Angesichts der möglichen Wundheilungsstörungen und einer Verschlechterung der peripheren Perfusion sollte die Durchführung operativer Eingriffe an Beinen und Füßen bei pAVK-Patienten kritisch hinterfragt und in Abwägung der individuellen Befunde infrage gestellt werden [6]. Die Anwendung einer Blutsperre stellt bei vorliegender pAVK eine klare Kontraindikation dar [7]. Für die Erzeugung einer Blutsperre durch pneumatische Kompression wird die Manschette üblicherweise auf 75–100 mm Hg (maximal 350 mm Hg) über den systolischen Blutdruck befüllt [7]. Auch eine Kompressionstherapie mit Strümpfen (20–30 mm Hg) sollte bei einem ABI < 0,5 vermieden werden [8].
Wie im vorliegenden Fallbeispiel gezeigt, führte ein vermeintlich schneller ambulanter operativer Eingriff zu einer akuten Verschlechterung einer pAVK im Stadium IIb, das in ein Stadium IV mit kritischer Extremitätenischämie überging. Im chronischen Stadium der pAVK, bei bereits ausgebauter Kollateralisierung des Gefäßnetzes, bleibt eine akute Symptomatik aus, sodass die Erkrankung häufig unentdeckt bleibt. Daher sollte bei Patienten mit entsprechendem kardiovaskulärem Risikoprofil, die eine Operation der Beine und Füße in Blutsperre oder Blutleere erfordern, stets an das Vorliegen einer pAVK gedacht und bei vorliegender pAVK davon abgesehen werden. Eine Evaluation einer dem Risikoprofil angepassten Anamnese und Diagnostik, wie die Erhebung des Pulsstatus und die Durchführung eines ABI, ist in solchen Fällen richtungsweisend. Sollte der Verdacht auf eine pAVK erhärtet werden, ist eine vorherige gefäßchirurgische Vorstellung empfehlenswert.

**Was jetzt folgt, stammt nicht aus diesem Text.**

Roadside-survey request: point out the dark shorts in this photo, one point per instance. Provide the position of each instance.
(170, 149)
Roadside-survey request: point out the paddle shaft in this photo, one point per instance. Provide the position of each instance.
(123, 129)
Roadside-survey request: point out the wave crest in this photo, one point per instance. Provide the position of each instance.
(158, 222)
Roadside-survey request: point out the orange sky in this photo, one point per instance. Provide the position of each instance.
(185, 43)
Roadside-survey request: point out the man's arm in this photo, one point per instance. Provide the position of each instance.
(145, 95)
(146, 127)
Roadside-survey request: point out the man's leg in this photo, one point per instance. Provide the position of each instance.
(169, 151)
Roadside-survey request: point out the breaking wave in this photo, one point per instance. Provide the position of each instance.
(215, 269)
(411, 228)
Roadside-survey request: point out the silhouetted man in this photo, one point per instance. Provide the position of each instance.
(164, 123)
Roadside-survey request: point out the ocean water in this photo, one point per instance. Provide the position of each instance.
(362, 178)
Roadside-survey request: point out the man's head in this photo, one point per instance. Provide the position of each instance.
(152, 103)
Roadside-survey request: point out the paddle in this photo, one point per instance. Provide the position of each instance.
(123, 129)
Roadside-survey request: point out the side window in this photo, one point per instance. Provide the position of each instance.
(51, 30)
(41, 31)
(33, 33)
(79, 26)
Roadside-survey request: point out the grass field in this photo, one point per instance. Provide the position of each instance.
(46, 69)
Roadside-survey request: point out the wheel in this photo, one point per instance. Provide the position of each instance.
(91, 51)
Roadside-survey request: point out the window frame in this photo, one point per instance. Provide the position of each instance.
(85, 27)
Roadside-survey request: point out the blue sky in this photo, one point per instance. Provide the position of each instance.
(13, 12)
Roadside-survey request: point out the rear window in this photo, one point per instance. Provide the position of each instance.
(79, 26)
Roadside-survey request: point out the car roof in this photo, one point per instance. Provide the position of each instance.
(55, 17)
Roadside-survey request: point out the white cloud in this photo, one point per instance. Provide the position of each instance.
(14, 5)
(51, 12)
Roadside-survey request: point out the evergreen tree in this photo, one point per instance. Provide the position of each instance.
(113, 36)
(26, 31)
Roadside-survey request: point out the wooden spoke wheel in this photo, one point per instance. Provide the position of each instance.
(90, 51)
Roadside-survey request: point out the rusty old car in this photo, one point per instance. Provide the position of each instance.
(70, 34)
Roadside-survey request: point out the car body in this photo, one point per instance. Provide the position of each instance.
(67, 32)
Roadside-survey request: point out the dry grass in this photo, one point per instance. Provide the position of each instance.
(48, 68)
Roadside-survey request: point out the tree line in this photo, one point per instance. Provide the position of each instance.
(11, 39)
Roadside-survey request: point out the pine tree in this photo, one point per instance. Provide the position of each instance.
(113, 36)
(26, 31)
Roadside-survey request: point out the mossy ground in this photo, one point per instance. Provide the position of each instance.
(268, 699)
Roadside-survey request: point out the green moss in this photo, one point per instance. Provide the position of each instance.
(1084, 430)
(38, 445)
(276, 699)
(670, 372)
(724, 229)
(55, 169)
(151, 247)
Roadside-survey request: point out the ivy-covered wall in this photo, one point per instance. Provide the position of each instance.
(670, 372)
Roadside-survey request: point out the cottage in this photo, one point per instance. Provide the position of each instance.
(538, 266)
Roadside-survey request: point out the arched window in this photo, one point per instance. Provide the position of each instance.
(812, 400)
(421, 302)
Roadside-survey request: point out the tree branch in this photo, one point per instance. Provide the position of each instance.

Einhaltung ethischer Richtlinien
Interessenkonflikt
A.F. Erdogan und A. Oberhuber geben an, dass kein Interessenkonflikt besteht.
Für diesen Beitrag wurden von den Autor/-innen keine Studien an Menschen oder Tieren durchgeführt. Für die aufgeführten Studien gelten die jeweils dort angegebenen ethischen Richtlinien. Für Bildmaterial oder anderweitige Angaben innerhalb des Manuskripts, über die Patient/-innen zu identifizieren sind, liegt von ihnen und/oder ihren gesetzlichen Vertretern/Vertreterinnen eine schriftliche Einwilligung vor.